Sleeper- Avery Williamson, MLB

Over his past couple seasons in Tennessee, Williamson has cemented himself as one of the best inside linebackers in the NFL, recording 376 tackles and 11.5 sacks in his 4 seasons with the Titans.

The Kentucky alum is now in New York, playing for one of the youngest and brightest teams in the NFL. Williamson will now be paired with 3rd-year ILB Darron Lee, who had a pretty promising first two seasons. Outside of these two, the linebacking core is pretty pathetic, so it will be up to Williamson to really rally the guys around him.

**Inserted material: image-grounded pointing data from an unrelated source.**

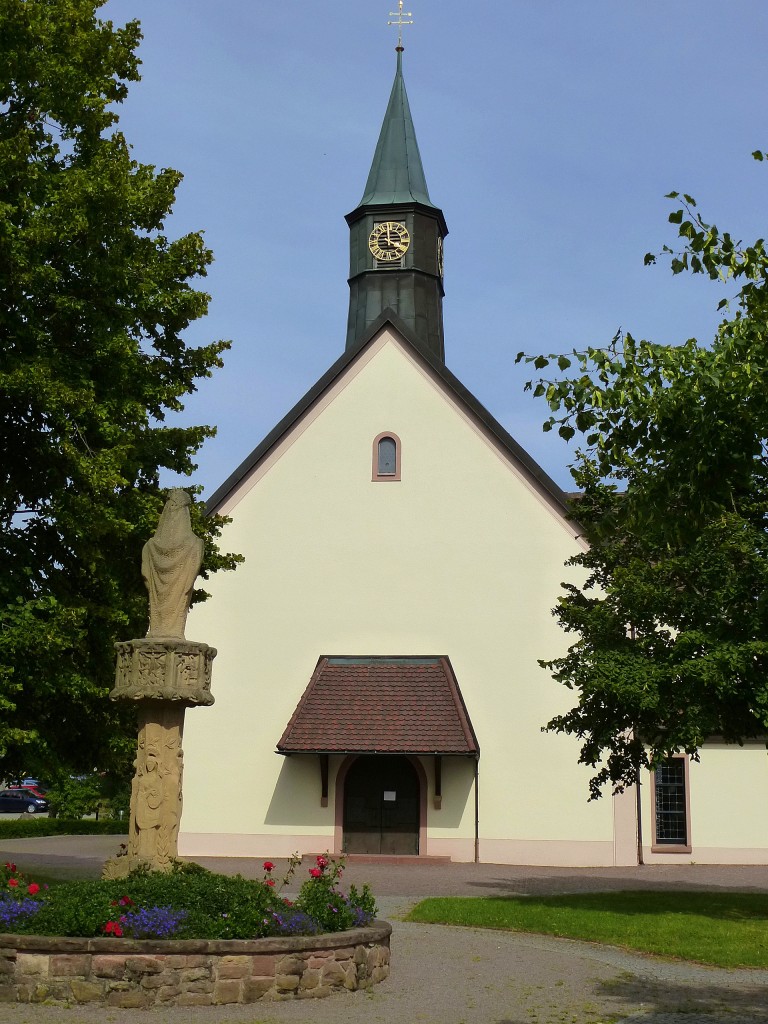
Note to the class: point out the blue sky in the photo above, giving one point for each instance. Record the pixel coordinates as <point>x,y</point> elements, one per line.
<point>550,131</point>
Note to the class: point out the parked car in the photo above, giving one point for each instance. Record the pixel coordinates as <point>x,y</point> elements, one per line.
<point>19,799</point>
<point>38,791</point>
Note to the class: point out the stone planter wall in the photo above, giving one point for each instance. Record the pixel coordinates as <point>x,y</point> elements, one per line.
<point>189,972</point>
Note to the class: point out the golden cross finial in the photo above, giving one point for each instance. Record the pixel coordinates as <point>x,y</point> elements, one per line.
<point>399,23</point>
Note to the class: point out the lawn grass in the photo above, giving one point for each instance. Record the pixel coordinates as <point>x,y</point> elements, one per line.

Williamson describes his game as “just flying around”, and this is really true. Though he starts every snap in the middle of the field, it’s pretty easy to find Williamson somewhere near the ball by the end of every play. He is incredibly versatile, and his pass coverage has improved beyond belief since his rookie season.

The Jets have a ton of potential, and not many people are recognizing that. However, if the Jets seem to be consistently producing on defense, that credit is due to Williamson.

Bust: Trumaine Johnson, CB


The Jets made a splash this offseason, signing the “top cornerback on the market”, Trumaine Johnson, to a 5yr/$75,000,000 deal. While the Jets got a lot of credit for this signing, I thought it was pretty terrible.

Johnson is not an awful cornerback. He’s a pretty solid option as a starter, but he’s worth nowhere near what he got paid. Johnson’s contract ranks as the 2nd largest among cornerbacks, ahead of elite talent like Xavier Rhodes, AJ Bouye, and Desmond Trufant. The worst part about this contract, however, is that the Jets gave a 28-year-old cornerback a 5-year deal.

It’s pretty easy to see what happened here. The Jets saw the potential they had for this season, so they targeted a player that could be a “superstar” for this New York defense. Instead of really being patient and finding the right guy, the Jets went out and signed the first big name they saw, and gave him as much money as he wanted.

Johnson is not going to be the spark for this defense. He will continue as a B-/B cornerback and probably not improve beyond that. While he won’t be a liability, he’s a bust compared to the money he was given.